You are given a sequence of $$$a=[a_1,a_2,\dots,a_n]$$$ and $$$m$$$ requests, each consisting of two numbers $$$k_j$$$ and $$$pos_j$$$ ($$$1 \le k \le n$$$, $$$1 \le pos_j \le k_j$$$). For each query, print the value that is in the index $$$pos_j$$$ of the optimal subsequence of the given sequence $$$a$$$ for $$$k=k_j$$$.

For example, if $$$n=4$$$, $$$a=[10,20,30,20]$$$, $$$k_j=2$$$, then the optimal subsequence is $$$[20,30]$$$ — it is the minimum lexicographically among all subsequences of length $$$2$$$ with the maximum total sum of items. Thus, the answer to the request $$$k_j=2$$$, $$$pos_j=1$$$ is the number $$$20$$$, and the answer to the request $$$k_j=2$$$, $$$pos_j=2$$$ is the number $$$30$$$.

Input

The first line contains an integer $$$n$$$ ($$$1 \le n \le 2\cdot10^5$$$) — the length of the sequence $$$a$$$.

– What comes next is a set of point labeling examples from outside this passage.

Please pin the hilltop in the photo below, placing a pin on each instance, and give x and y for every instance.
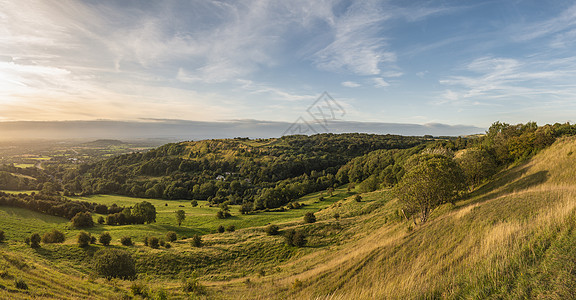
(510, 235)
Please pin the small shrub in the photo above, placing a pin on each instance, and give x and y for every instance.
(126, 241)
(35, 240)
(309, 217)
(153, 242)
(295, 238)
(273, 229)
(193, 286)
(53, 236)
(197, 241)
(171, 236)
(114, 263)
(20, 284)
(223, 214)
(84, 239)
(297, 284)
(139, 289)
(82, 220)
(105, 239)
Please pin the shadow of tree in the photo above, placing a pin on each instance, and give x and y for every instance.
(508, 182)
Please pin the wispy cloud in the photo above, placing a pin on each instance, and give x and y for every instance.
(496, 78)
(351, 84)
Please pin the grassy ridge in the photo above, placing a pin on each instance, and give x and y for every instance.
(511, 238)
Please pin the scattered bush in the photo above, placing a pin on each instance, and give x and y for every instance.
(114, 263)
(193, 286)
(105, 239)
(20, 284)
(153, 242)
(35, 240)
(171, 236)
(84, 239)
(82, 220)
(295, 238)
(126, 241)
(53, 236)
(223, 214)
(197, 241)
(139, 289)
(273, 229)
(309, 217)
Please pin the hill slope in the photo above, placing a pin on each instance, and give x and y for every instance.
(512, 238)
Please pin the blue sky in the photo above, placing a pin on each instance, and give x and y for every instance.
(418, 62)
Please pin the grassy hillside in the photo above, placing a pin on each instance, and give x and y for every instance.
(513, 237)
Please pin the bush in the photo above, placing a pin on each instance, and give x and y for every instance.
(84, 239)
(114, 263)
(153, 242)
(197, 241)
(139, 289)
(193, 286)
(295, 238)
(223, 214)
(171, 236)
(273, 229)
(309, 217)
(35, 240)
(105, 239)
(126, 241)
(82, 220)
(20, 284)
(53, 236)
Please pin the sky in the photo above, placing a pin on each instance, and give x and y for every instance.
(454, 63)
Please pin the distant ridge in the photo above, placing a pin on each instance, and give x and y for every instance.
(105, 142)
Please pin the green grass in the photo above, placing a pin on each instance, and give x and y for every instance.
(201, 219)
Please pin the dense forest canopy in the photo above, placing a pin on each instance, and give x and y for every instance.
(269, 173)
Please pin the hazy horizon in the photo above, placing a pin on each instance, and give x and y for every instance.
(417, 62)
(175, 130)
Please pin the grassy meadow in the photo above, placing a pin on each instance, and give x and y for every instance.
(511, 238)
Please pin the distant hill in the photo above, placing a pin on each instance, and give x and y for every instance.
(104, 143)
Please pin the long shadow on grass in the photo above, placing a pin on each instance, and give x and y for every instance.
(508, 182)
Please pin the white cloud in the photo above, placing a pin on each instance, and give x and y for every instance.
(350, 84)
(531, 80)
(380, 82)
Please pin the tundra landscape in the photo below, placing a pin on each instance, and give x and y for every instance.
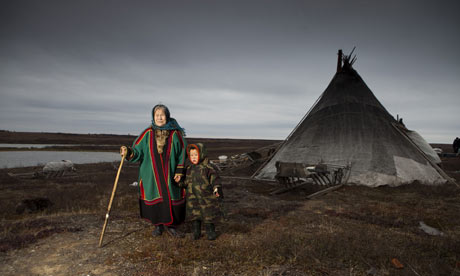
(52, 226)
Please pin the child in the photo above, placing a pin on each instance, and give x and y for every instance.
(203, 190)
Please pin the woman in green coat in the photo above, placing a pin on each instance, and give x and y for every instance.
(160, 149)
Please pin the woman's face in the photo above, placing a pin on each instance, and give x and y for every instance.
(160, 117)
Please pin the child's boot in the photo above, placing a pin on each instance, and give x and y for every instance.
(210, 231)
(196, 229)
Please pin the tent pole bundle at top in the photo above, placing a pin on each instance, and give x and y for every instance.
(348, 126)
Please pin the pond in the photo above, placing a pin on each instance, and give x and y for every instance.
(14, 159)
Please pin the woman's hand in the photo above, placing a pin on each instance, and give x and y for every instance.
(123, 151)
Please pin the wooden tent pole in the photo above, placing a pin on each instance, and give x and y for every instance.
(111, 200)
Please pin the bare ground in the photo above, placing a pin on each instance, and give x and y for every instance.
(351, 231)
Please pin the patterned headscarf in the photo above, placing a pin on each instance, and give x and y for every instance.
(171, 123)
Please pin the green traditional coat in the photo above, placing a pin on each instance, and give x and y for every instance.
(161, 200)
(201, 180)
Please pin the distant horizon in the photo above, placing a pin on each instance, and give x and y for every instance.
(192, 137)
(238, 69)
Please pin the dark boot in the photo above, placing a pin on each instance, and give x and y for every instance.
(158, 230)
(210, 231)
(196, 229)
(173, 232)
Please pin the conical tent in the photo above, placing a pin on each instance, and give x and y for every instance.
(349, 126)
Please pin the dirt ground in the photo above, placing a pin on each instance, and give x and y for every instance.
(352, 231)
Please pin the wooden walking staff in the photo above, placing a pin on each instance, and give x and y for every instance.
(111, 199)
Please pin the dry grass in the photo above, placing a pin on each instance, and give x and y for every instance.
(352, 231)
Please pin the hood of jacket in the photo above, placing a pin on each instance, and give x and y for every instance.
(202, 151)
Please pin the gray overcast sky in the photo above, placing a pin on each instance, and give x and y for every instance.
(239, 69)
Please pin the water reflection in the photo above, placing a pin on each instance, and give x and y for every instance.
(13, 159)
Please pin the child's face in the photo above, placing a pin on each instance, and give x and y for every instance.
(194, 157)
(160, 117)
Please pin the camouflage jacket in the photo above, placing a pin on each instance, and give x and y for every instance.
(201, 180)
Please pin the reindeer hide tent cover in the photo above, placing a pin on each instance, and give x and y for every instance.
(349, 126)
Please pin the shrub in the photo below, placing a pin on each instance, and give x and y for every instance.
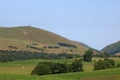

The second line contains elements of the sequence $$$a$$$: integer numbers $$$a_1, a_2, \dots, a_n$$$ ($$$1 \le a_i \le 10^9$$$).

The third line contains an integer $$$m$$$ ($$$1 \le m \le 2\cdot10^5$$$) — the number of requests.

The following $$$m$$$ lines contain pairs of integers $$$k_j$$$ and $$$pos_j$$$ ($$$1 \le k \le n$$$, $$$1 \le pos_j \le k_j$$$) — the requests.

Output

Print $$$m$$$ integers $$$r_1, r_2, \dots, r_m$$$ ($$$1 \le r_j \le 10^9$$$) one per line: answers to the requests in the order they appear in the input. The value of $$$r_j$$$ should be equal to the value contained in the position $$$pos_j$$$ of the optimal subsequence for $$$k=k_j$$$.

Examples
Input
3
10 20 10
6
1 1
2 1
2 2
3 1
3 2
3 3
Output
20
10
20
10
20
10
Input
7
1 2 1 3 1 2 1
9
2 1
2 2
3 1
3 2
3 3
1 1
7 1
7 7
7 4
Output
2
3
2
3
2
3
1
1
3
Note

In the first example, for $$$a=[10,20,10]$$$ the optimal subsequences are:

  • for $$$k=1$$$: $$$[20]$$$,
  • for $$$k=2$$$: $$$[10,20]$$$,
  • for $$$k=3$$$: $$$[10,20,10]$$$.